Furthermore, William Hill currently has a US market share of sports wagering of 29%, which its partnership with Caesars has contributed to. The gradual legalisation of sports betting across the US, since the Supreme Court overturned a federal ruling banning the practice in 2018, has made the US a hotspot for opportunity, with William Hill anticipating  ‘it will become the largest regulated market in the world’.  The company has continued to capitalise on these opportunities, recently announcing a multi-year deal between Caesars Entertainment and ESPN which will feature William Hill's sports betting US data and apps across ESPN platforms.

A tie-up with William Hill would therefore help Caesars cement its position in the growing US market.
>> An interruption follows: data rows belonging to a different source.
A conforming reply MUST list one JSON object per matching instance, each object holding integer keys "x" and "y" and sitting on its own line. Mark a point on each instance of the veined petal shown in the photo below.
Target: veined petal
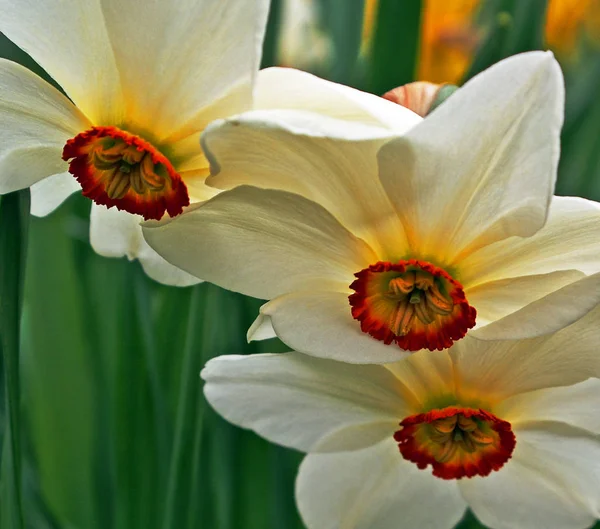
{"x": 575, "y": 405}
{"x": 176, "y": 59}
{"x": 482, "y": 166}
{"x": 263, "y": 243}
{"x": 568, "y": 241}
{"x": 550, "y": 482}
{"x": 51, "y": 192}
{"x": 497, "y": 299}
{"x": 501, "y": 369}
{"x": 115, "y": 233}
{"x": 374, "y": 488}
{"x": 287, "y": 88}
{"x": 69, "y": 40}
{"x": 548, "y": 314}
{"x": 330, "y": 161}
{"x": 319, "y": 323}
{"x": 35, "y": 122}
{"x": 296, "y": 400}
{"x": 427, "y": 377}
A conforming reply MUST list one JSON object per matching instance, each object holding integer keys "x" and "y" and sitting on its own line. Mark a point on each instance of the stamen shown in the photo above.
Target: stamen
{"x": 116, "y": 168}
{"x": 412, "y": 303}
{"x": 456, "y": 442}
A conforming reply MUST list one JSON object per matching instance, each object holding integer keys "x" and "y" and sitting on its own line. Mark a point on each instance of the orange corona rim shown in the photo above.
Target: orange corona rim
{"x": 119, "y": 169}
{"x": 412, "y": 303}
{"x": 456, "y": 442}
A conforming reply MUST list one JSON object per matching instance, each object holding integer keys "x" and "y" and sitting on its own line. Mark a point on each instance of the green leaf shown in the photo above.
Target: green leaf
{"x": 58, "y": 378}
{"x": 393, "y": 55}
{"x": 344, "y": 20}
{"x": 511, "y": 27}
{"x": 14, "y": 225}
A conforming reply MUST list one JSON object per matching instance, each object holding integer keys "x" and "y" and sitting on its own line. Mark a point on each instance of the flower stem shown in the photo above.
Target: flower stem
{"x": 14, "y": 224}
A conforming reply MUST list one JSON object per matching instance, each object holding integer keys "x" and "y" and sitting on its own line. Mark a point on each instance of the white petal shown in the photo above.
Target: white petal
{"x": 69, "y": 40}
{"x": 482, "y": 166}
{"x": 548, "y": 314}
{"x": 426, "y": 375}
{"x": 115, "y": 233}
{"x": 296, "y": 400}
{"x": 320, "y": 323}
{"x": 51, "y": 192}
{"x": 332, "y": 162}
{"x": 279, "y": 88}
{"x": 497, "y": 299}
{"x": 36, "y": 120}
{"x": 542, "y": 486}
{"x": 505, "y": 368}
{"x": 576, "y": 405}
{"x": 262, "y": 243}
{"x": 177, "y": 58}
{"x": 568, "y": 241}
{"x": 261, "y": 329}
{"x": 374, "y": 488}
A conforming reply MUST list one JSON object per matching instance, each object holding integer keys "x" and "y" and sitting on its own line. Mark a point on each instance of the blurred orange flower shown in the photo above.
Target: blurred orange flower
{"x": 450, "y": 34}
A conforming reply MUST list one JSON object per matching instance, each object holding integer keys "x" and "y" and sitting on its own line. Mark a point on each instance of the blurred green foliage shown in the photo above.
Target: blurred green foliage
{"x": 115, "y": 432}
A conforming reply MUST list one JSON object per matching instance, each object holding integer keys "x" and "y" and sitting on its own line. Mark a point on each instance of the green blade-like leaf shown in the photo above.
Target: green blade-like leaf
{"x": 14, "y": 225}
{"x": 395, "y": 45}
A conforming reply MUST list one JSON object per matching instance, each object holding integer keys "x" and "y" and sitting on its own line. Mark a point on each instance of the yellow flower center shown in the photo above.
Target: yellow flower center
{"x": 412, "y": 303}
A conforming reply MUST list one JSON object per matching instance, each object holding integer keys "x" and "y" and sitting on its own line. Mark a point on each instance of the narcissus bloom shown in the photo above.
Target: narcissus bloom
{"x": 143, "y": 80}
{"x": 508, "y": 429}
{"x": 399, "y": 243}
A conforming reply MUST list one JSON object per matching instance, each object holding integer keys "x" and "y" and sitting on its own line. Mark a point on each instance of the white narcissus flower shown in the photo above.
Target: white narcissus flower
{"x": 409, "y": 240}
{"x": 510, "y": 429}
{"x": 143, "y": 80}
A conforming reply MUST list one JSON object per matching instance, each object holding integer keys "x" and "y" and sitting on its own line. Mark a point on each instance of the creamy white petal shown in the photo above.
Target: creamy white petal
{"x": 330, "y": 161}
{"x": 548, "y": 314}
{"x": 176, "y": 58}
{"x": 296, "y": 400}
{"x": 263, "y": 243}
{"x": 577, "y": 405}
{"x": 115, "y": 233}
{"x": 319, "y": 323}
{"x": 568, "y": 241}
{"x": 51, "y": 192}
{"x": 374, "y": 488}
{"x": 501, "y": 369}
{"x": 287, "y": 88}
{"x": 261, "y": 329}
{"x": 482, "y": 166}
{"x": 551, "y": 482}
{"x": 36, "y": 120}
{"x": 69, "y": 40}
{"x": 497, "y": 299}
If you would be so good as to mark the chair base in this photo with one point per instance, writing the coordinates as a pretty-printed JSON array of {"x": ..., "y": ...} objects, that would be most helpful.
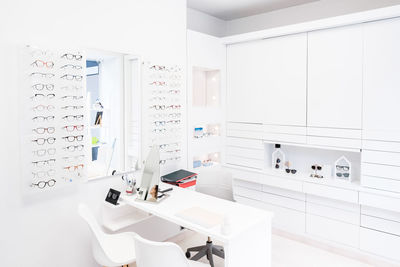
[{"x": 208, "y": 250}]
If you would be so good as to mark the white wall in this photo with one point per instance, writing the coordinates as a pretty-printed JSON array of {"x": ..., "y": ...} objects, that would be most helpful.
[
  {"x": 45, "y": 230},
  {"x": 204, "y": 23},
  {"x": 302, "y": 13}
]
Commenting on the takeover, Caesars stated:

‘Caesars is excited to develop further its existing relationship with William Hill and partner with the William Hill management team to develop its offering and grow the value of the business, in particular to capitalise on the full set of opportunities presented in the US as the US gaming market goes through an unprecedented period of regulatory change, development and growth’.
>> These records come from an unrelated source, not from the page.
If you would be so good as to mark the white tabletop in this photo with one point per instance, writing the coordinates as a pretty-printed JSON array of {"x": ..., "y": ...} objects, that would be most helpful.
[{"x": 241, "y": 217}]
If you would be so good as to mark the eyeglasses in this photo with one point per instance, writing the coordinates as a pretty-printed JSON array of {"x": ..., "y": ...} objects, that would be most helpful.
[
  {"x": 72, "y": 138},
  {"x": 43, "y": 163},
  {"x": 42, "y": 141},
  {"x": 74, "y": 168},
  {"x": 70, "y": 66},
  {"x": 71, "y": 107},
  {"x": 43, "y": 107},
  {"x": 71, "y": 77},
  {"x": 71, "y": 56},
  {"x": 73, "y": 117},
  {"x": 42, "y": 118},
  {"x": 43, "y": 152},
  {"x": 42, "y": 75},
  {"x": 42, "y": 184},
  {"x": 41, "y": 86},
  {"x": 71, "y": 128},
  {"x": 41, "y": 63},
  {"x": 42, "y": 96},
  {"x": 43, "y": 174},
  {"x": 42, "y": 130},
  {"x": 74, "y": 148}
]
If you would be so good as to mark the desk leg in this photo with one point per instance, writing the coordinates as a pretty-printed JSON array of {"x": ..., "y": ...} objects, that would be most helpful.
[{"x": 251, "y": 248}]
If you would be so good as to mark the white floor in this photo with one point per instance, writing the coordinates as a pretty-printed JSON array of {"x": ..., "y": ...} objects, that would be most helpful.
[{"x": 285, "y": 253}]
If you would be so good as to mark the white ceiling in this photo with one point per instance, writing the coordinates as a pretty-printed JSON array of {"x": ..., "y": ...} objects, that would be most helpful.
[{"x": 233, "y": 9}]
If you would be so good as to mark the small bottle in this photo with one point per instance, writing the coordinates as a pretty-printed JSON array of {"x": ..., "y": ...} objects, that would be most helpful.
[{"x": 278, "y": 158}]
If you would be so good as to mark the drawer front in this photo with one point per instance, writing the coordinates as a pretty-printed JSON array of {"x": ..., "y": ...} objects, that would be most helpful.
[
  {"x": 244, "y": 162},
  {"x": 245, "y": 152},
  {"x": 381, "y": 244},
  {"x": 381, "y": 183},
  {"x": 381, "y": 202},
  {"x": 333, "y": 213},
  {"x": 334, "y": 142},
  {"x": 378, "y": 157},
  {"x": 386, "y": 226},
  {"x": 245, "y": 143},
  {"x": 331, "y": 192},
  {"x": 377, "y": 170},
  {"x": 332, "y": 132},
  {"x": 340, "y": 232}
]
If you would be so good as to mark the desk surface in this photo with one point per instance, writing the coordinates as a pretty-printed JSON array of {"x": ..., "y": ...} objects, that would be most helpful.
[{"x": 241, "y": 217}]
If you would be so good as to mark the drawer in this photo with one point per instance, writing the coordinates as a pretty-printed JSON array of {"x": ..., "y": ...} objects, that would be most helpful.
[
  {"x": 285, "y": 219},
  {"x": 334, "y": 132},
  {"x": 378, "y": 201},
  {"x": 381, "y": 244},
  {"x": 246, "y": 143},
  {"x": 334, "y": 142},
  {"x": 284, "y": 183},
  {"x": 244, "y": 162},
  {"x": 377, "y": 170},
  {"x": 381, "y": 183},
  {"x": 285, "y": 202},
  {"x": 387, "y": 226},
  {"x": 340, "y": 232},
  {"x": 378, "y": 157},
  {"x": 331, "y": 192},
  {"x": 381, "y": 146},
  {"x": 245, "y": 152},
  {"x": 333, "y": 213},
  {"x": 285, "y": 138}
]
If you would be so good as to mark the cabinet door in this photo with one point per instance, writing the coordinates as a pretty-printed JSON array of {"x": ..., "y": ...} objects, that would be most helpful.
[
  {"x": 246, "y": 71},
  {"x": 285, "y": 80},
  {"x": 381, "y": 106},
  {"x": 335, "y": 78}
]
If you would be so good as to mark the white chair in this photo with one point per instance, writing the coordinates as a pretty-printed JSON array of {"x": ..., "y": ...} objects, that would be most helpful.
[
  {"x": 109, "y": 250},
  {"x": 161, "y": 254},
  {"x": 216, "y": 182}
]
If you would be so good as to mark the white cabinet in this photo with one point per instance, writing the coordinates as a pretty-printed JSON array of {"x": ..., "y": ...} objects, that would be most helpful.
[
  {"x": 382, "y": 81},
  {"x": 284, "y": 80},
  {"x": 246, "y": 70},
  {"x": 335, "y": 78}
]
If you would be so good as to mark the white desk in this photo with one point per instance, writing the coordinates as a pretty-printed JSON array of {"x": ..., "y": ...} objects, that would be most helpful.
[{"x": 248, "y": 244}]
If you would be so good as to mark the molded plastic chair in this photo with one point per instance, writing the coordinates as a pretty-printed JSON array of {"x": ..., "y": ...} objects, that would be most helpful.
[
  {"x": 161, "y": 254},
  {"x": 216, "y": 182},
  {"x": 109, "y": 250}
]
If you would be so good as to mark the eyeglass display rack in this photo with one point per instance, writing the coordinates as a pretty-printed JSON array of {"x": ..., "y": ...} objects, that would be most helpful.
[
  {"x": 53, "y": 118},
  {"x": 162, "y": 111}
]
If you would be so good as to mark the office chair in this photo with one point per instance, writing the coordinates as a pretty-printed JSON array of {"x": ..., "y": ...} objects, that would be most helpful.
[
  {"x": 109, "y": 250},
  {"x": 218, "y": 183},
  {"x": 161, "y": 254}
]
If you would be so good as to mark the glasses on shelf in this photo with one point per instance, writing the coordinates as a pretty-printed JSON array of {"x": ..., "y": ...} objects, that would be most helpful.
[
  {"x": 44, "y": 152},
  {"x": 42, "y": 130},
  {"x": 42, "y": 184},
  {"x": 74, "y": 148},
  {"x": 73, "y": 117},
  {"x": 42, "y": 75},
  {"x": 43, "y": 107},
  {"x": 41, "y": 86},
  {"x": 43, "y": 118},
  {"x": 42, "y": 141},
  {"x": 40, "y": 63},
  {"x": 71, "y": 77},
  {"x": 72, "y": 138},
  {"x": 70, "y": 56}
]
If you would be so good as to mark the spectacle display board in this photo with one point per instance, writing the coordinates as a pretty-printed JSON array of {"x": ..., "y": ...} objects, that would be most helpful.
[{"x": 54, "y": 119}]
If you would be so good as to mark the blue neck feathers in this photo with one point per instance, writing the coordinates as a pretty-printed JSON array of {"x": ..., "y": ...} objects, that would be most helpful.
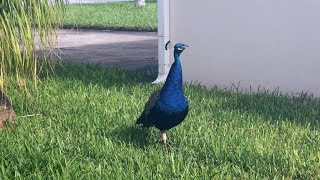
[{"x": 173, "y": 83}]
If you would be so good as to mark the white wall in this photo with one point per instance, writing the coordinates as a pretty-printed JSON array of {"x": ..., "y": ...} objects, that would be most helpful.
[{"x": 272, "y": 43}]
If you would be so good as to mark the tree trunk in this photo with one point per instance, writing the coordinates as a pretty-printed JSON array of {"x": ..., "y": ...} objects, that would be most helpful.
[{"x": 140, "y": 3}]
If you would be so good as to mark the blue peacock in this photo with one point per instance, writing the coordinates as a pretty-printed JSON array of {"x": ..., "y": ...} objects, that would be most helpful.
[{"x": 168, "y": 107}]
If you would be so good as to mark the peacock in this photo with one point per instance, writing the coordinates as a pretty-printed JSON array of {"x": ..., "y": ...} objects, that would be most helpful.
[{"x": 168, "y": 107}]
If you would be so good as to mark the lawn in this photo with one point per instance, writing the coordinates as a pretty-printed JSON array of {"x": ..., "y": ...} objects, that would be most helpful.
[
  {"x": 85, "y": 130},
  {"x": 112, "y": 16}
]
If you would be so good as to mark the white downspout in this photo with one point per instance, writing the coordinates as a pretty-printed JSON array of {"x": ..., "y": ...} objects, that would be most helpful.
[{"x": 163, "y": 38}]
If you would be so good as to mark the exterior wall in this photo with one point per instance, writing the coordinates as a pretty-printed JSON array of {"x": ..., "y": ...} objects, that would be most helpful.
[{"x": 271, "y": 43}]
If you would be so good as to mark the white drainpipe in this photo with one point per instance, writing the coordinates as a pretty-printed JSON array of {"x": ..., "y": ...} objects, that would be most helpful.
[{"x": 163, "y": 38}]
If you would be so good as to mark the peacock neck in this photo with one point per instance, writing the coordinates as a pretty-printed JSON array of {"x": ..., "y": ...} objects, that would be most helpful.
[{"x": 174, "y": 79}]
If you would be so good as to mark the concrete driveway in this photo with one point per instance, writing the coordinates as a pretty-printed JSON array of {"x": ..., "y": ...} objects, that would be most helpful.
[{"x": 129, "y": 50}]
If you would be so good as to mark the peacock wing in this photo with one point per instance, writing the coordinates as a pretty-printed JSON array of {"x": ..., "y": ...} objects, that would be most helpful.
[{"x": 151, "y": 102}]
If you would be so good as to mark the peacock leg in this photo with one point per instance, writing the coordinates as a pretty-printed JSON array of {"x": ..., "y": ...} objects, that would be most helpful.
[{"x": 164, "y": 137}]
In contrast, 2018 saw further restrictions for betting in the UK, with the maximum stake on ‘Fixed Odds Betting Terminals’ being limited to £2, which led to William Hill closing 713 stores in Q3 2019. Caesars’ focus is currently primarily on the opportunities available to it in the US. The company also confirmed in its announcement that it intends to work with William Hill’s management to find alternative owners for its non-US businesses.